A high, narrow carriage with a pair of grays was standing at the entrance.
He recognized Anna's carriage.
"She is coming to me," thought Vronsky, "and better she should.
I don't like going into that house.
But no matter; I can't hide myself," he thought, and with that manner peculiar to him from childhood, as of a man who has nothing to be ashamed of, Vronsky got out of his sledge and went to the door.
The door opened, and the hall porter with a rug on his arm called the carriage.
Vronsky, though he did not usually notice details, noticed at this moment the amazed expression with which the porter glanced at him.
In the very doorway Vronsky almost ran up against Alexey Alexandrovitch.
The gas jet threw its full light on the bloodless, sunken face under the black hat and on the white cravat, brilliant against the beaver of the coat.
Karenin's fixed, dull eyes were fastened upon Vronsky's face.

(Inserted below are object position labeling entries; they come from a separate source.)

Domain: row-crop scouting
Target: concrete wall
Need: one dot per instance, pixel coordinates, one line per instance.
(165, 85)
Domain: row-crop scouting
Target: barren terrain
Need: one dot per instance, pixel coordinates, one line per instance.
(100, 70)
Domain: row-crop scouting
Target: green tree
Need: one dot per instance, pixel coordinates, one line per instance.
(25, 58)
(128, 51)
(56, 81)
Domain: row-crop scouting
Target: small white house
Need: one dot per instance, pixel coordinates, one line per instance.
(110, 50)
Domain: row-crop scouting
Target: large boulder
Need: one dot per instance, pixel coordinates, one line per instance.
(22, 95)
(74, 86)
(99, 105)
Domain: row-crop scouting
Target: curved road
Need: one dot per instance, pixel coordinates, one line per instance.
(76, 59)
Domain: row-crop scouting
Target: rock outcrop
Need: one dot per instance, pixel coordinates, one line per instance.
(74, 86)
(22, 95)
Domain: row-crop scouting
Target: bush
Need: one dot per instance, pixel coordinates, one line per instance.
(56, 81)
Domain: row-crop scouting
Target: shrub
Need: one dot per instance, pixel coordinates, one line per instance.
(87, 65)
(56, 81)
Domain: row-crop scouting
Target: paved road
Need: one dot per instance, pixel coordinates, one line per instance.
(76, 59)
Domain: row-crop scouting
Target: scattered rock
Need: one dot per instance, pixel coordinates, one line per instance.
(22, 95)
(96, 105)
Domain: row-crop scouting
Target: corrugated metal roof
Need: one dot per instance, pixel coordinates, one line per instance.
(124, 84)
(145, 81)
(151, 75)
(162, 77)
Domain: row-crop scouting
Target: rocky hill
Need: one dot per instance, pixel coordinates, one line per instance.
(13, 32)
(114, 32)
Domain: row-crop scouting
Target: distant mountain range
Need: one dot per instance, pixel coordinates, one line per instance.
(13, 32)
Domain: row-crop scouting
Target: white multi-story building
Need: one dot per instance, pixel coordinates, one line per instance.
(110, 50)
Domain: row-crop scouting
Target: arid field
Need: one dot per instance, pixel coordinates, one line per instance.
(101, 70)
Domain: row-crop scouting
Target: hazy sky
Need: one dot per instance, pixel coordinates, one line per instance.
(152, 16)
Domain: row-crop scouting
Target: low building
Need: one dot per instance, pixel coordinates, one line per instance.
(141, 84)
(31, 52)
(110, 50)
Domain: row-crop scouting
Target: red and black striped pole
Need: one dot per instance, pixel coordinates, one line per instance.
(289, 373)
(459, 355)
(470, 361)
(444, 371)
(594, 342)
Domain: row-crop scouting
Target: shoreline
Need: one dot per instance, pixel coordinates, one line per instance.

Vronsky bowed, and Alexey Alexandrovitch, chewing his lips, lifted his hand to his hat and went on.
Vronsky saw him without looking round get into the carriage, pick up the rug and the opera-glass at the window and disappear.
Vronsky went into the hall.
His brows were scowling, and his eyes gleamed with a proud and angry light in them.
"What a position!" he thought. "If he would fight, would stand up for his honor, I could act, could express my feelings; but this weakness or baseness....
He puts me in the position of playing false, which I never meant and never mean to do."
Vronsky's ideas had changed since the day of his conversation with Anna in the Vrede garden.
Unconsciously yielding to the weakness of Anna--who had surrendered herself up to him utterly, and simply looked to him to decide her fate, ready to submit to anything--he had long ceased to think that their tie might end as he had thought then.
His ambitious plans had retreated into the background again, and feeling that he had got out of that circle of activity in which everything was definite, he had given himself entirely to his passion, and that passion was binding him more and more closely to her.
He was still in the hall when he caught the sound of her retreating footsteps.
He knew she had been expecting him, had listened for him, and was now going back to the drawing room.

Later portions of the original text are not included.